From a personal point of view, as a Content Creator specialising in photography and branded content, I’ve never once assumed anyone cares about my work, so instead, to heighten the chances of people caring, I craft accessible stories around it, stories that are underpinned by powerful, relatable, everyday themes. #100Musicians , for example. was never a project about photography, it was about challenge, bravery, vulnerability, struggle and possibly stupidity. ‘Vitae’  was never about photography, it was about sadness, optimism, and again, bravery, vulnerability and struggle. Through these story-driven gateways, as a brand, I’m more ‘attractive’ to press platforms, because while their audiences might have zero interest in CK Goldiing – a guy who takes photos and presents stuff, they will more likely feel an emotional responses to the human interest stories I occasionally produce.

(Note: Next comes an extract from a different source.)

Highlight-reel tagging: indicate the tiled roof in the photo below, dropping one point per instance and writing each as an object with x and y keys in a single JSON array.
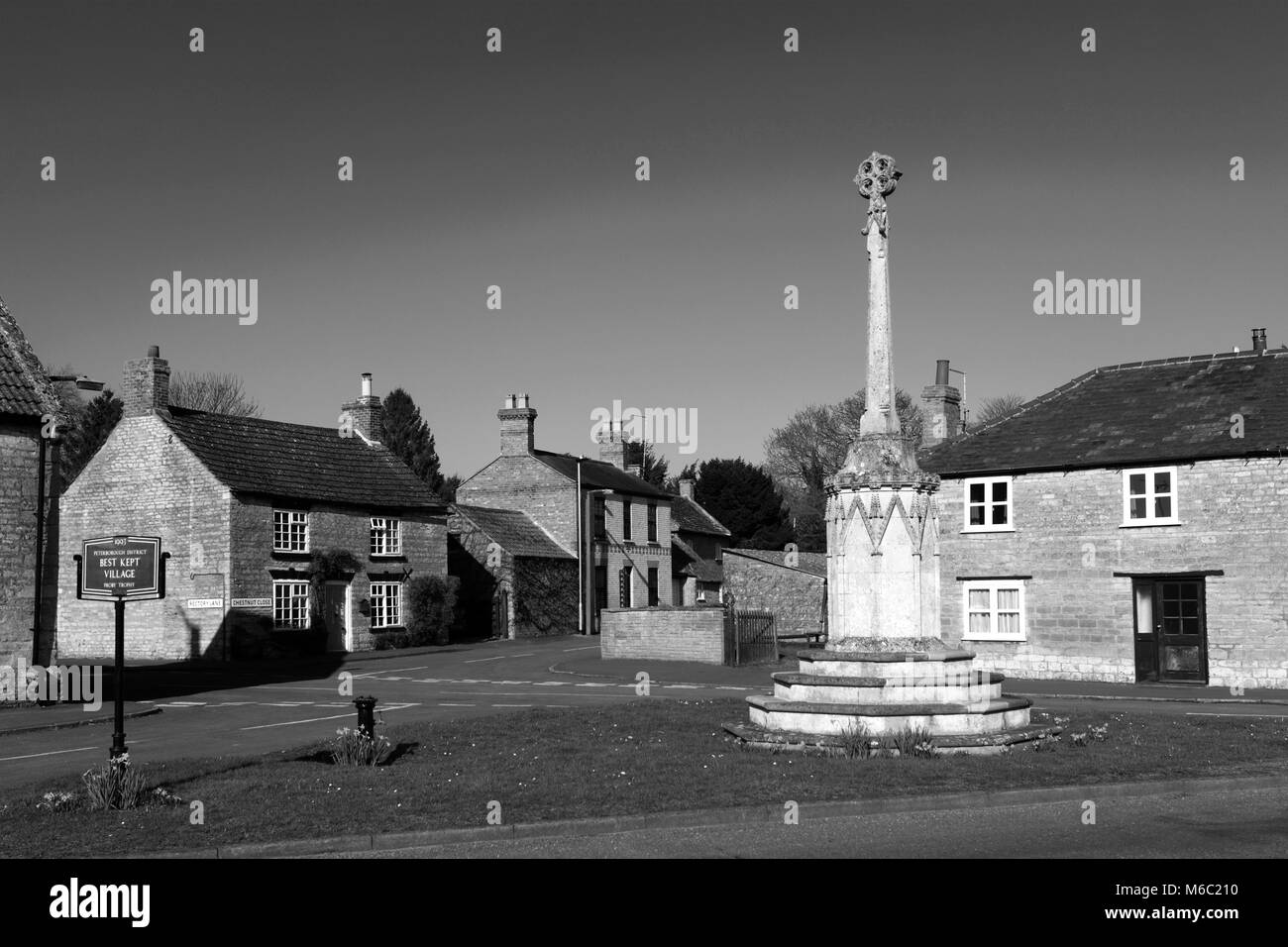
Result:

The next logical question, then, is do I make these stories up? If only! Trust me, if I could, I’d be on the first plane to Hollywood quicker than you could say, “Dude, are you sure? American Chocolate is disgusting!” Truth is, I’m fundamentally a storyteller at heart, so when I unwittingly stumble upon powerful, authentic stories, eventually, my thought is, “Oh, wow, this is magic… how can I best share, communicate, leverage this story?”

 

Once again, using #100Musicians as an example, the press coverage I attracted during the project’s six-month lifespan eventually served as powerful brand equity, enabling me to access wonderful opportunities like public speaking, sponsorships, guest articles, and of course, client commissions.

 

So, having conceded that I’m naturally a storyteller, which is a convenient gift when navigating the personal branding gauntlet, what if you’re not? What if you don’t know how to craft a seductive story around your product service? Well, assuming you can’t afford to hire a PR agency, here are my three tips.

 

Tip 1:

 

Ask yourself, “What is my primary personality trait?” Whatever your answer, build honest, authentic content around it. If you’re naturally funny, for example, craft content that is rooted in humour. If you’re optimistic, create honest, authentic content around positivity. I’m inherently creative, I hate anything scientific or mathematical, so none of my content ever focuses on the technical side of photography, instead, my content champions free-thinking and celebrates unique ideas.

 

Tip 2:

 

Don’t underestimate people’s intelligence. I’ve never made-up a story, so I don’t know what would happen if I tried, but what I do know is that the reason #100Musicians still resonates with people almost two years later, is because the story was real, true and not a fabricated slab of PR. Your story doesn’t need to be spectacular or bold, it just needs to be honest and true. People like honest and true, especially within the sometimes disingenuous world of business.

 

Tip 3:

 

Start reading press with a healthy dose of cynicism, whether that’s business press or mainstream press. Look at how the stories are communicated and ask yourself, ‘how has this article been presented to achieve maximum human interest?’ The more you do this, the more you’ll see how many articles are predicated on storytelling. It’s quite frightening really.

 

Conclusion:

 

Twenty-four hours after my talk to those professional creatives, one of them, a gentleman called Marian, emailed me offering his remarkable videography talent in exchange for an opportunity to develop his portfolio via co-filming my content. Now, I don’t know if Marian has access to my thoughts, but only that week, I was thinking I really needed to outsource the filming and editing of my content, which would then afford me more time to execute it.

 

I bit his hand off, and we met for coffee the following day.

 

As we chatted and sipped coffee, I asked him what, apart from developing his portfolio, made him make such a generous offer to me.

 

He said something about loving my stories.